The amygdala is part of the so-called deep brain, in which basic emotions predominate, such as anger or fear, and the instinct for survival, basic, without a doubt, for any evolution. The amygdala, this almond-shaped structure, is characteristic of all vertebrates and is located deep in the temporal lobes, is part of the limbic system and treats everything related to our emotional reactions.

In neurobiology it is almost impossible to associate a single emotion or function with a structure, but when we talk about the amygdala, it is safe to say that it is one of the most important associated with the world of emotions. This is what makes us, for example, more malleable than any evolutionary family member, it is what allows us to escape from situations of risk or danger, but it is also what forces us to remember our childhood traumas and all that. made us suffer in a moment.

  • Let’s include a simple example.
  • We just finished working and driving to our car.
  • Parked on a nearby street; it’s night and there’s no lighting.
  • This gloom puts us on alert.
  • Darkness is a scenario that we tend to associate evolutionaryly as an indicator of risk and danger; so we’re accelerating our steps to find the car.
  • But something happens.
  • Someone comes up and our logical reaction is to start running to escape.

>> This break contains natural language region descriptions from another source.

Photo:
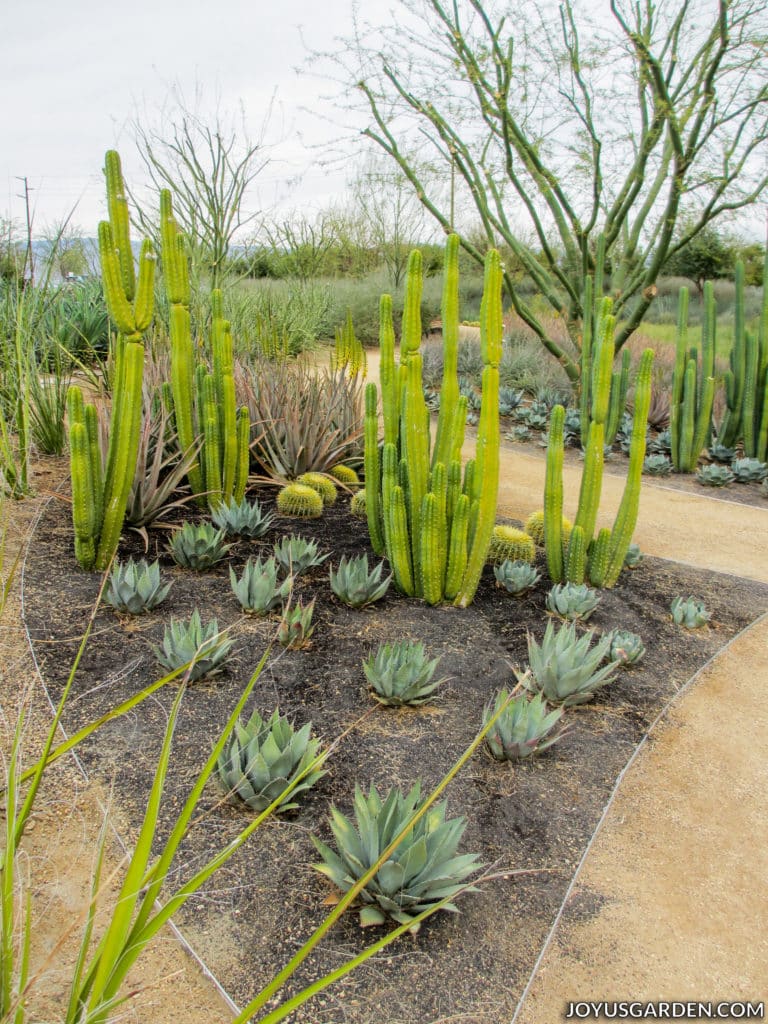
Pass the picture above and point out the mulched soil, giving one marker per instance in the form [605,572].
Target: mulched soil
[536,818]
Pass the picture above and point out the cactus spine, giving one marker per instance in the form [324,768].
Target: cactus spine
[99,495]
[204,399]
[434,531]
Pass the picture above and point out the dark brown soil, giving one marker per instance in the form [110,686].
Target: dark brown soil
[537,817]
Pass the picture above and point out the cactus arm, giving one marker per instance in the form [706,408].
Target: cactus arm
[553,496]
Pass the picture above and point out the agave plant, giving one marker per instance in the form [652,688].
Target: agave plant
[262,758]
[135,587]
[185,642]
[749,470]
[565,669]
[296,554]
[626,646]
[715,475]
[689,611]
[524,726]
[400,674]
[570,600]
[198,546]
[422,870]
[296,625]
[258,590]
[516,578]
[243,518]
[353,585]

Through this simple scene we can deduce many functions installed in the amygdala: it warns us that darkness is a risk and that this approaching person is also a risk; In addition, it creates new learnings by deducing, out of fear, that the next day I will not park the car on this street.

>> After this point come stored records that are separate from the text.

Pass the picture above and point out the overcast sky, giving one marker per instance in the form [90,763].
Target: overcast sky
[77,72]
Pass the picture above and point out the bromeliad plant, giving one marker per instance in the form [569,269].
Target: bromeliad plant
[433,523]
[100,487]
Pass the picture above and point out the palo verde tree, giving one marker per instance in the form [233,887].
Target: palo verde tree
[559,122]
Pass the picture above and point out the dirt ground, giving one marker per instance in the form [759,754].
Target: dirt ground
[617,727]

Memories and experiences with a lot of emotional load make our synaptic connections associate with this structure, causing effects such as tachycardia, increased breathing and release of stress hormones. People who, for example, have a damaged amygdala, would not be able to detect situations of risk or danger.

The amygdala helps us find an appropriate strategy after identifying a negative stimulus, but how can we identify that this stimulus can harm us? Through learning, through conditioning, through these basic concepts that, as a species, we recognize as harmful. Daniel Goleman, for example, introduced the concept of “amygdala abduction”, to refer to situations in which we let ourselves be carried away by fear or anguish in a way that is not adaptive, that is not logical and where despair prevents us find the correct answer.

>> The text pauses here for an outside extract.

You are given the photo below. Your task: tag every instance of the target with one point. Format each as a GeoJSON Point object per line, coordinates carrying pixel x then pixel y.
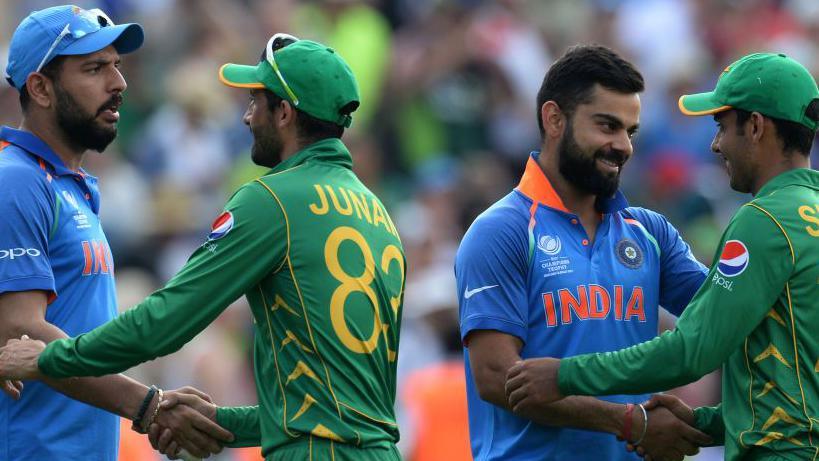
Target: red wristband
{"type": "Point", "coordinates": [627, 423]}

The amygdala is also associated with our memories and memory, and there are many occasions when certain facts are associated with a very intense emotion: a childhood scene, a loss, a moment when we feel restlessness or fear, when our feelings are clearer, plus Neural connections occur around the limbic system and the amygdala , and many scientists study the determination of the biochemical details that affect this structure and apply them to possible therapeutic and pharmacological treatments to minimize childhood trauma.

But we must not simply associate fear with a negative impulse that can cause us trauma and psychological problems, on the contrary, it is a switch that warns and protects us, it is the sentinel that has allowed, generation after generation, that we can evolve according to our protection and the protection of the people around us. The amygdala is a fascinating primitive structure of our brain that cares for us and gives us a balanced view of the risks. Fear, like pleasure, is essential to our emotional wealth as living beings.